A space X is said to be almost compact if for every open cover \mathcal{U} of X, there is a finite \mathcal{V} \subset \mathcal{U} such that \bigcup \mathcal{V} is dense in X. It can be shown that for any regular space, almost compactness implies compactness. We have the following lemma.

Lemma 1
Let X be a regular space. Then X is compact if and only if X is almost compact.

Theorem 2, Theorem 3 and Theorem 4 are building blocks proved in previous posts. Theorem 5 below is the main theorem. Corollary 6, the intended result, is obtained from applying Theorem 5 and Lemma 1.

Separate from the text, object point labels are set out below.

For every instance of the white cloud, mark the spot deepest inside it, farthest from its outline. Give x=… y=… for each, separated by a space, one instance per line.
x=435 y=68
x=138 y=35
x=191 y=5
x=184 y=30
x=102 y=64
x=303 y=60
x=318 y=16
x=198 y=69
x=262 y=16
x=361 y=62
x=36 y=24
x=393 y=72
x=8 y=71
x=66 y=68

Theorem 2 (see Theorem 4B in this post)
Every regular pseudocompact is a Baire space.

Theorem 3 (see Main Theorem in this post)
Let X be a space. The following conditions are equivalent.

  1. X is a Baire space.
  2. For any point-finite open cover \mathcal{V} of X, the set D=\left\{x \in X: \mathcal{V} \text{ is locally finite at } x \right\} is a dense set in X.

Theorem 4 (see Theorem 1 in this post)
Let X be a space. The following conditions are equivalent.

  1. X is a pseudocompact space.
  2. If \mathcal{W} is a locally finite family of non-empty open subsets of X, then \mathcal{W} is finite.

Theorem 5
Let X be a pseudocompact and metacompact space. Then X is almost compact.

Proof
Let \mathcal{U} be an open cover of X. By metacompactness, there is a \mathcal{V} which is a point-finite open refinement of \mathcal{U}. It suffices to find a finite \mathcal{W} \subset \mathcal{V} such that \mathcal{W} covers a dense set.

By Theorem 2, X is a Baire space. By Theorem 3, the set D is dense in X where D=\left\{x \in X: \mathcal{V} \text{ is locally finite at } x \right\}. Let \mathcal{W} be the collection of all V \in \mathcal{V} such that V \cap D \ne \varnothing. Note that \bigcup \mathcal{W} is open and dense in X. Furthermore, it is straightforward to show that \mathcal{W} is locally finite at each point x \in D. By Theorem 4, \mathcal{W} is finite. \blacksquare

Corollary 6
Let X be a pseudocompact and metacompact space. Then X is compact.

Reference

  1. Engelking, R., General Topology, Revised and Completed edition, Heldermann Verlag, Berlin, 1989.
  2. Scott, B., M., Pseudocompact Metacompact Spaces are Compact, Topology Proc., 4, 577-587, 1979.
  3. Watson, W. S., Pseudocompact Metacompact Spaces are Compact, Proc. Amer. Math. Soc., 81, 151-152, 1981.
  4. Willard, S., General Topology, Addison-Wesley Publishing Company, 1970.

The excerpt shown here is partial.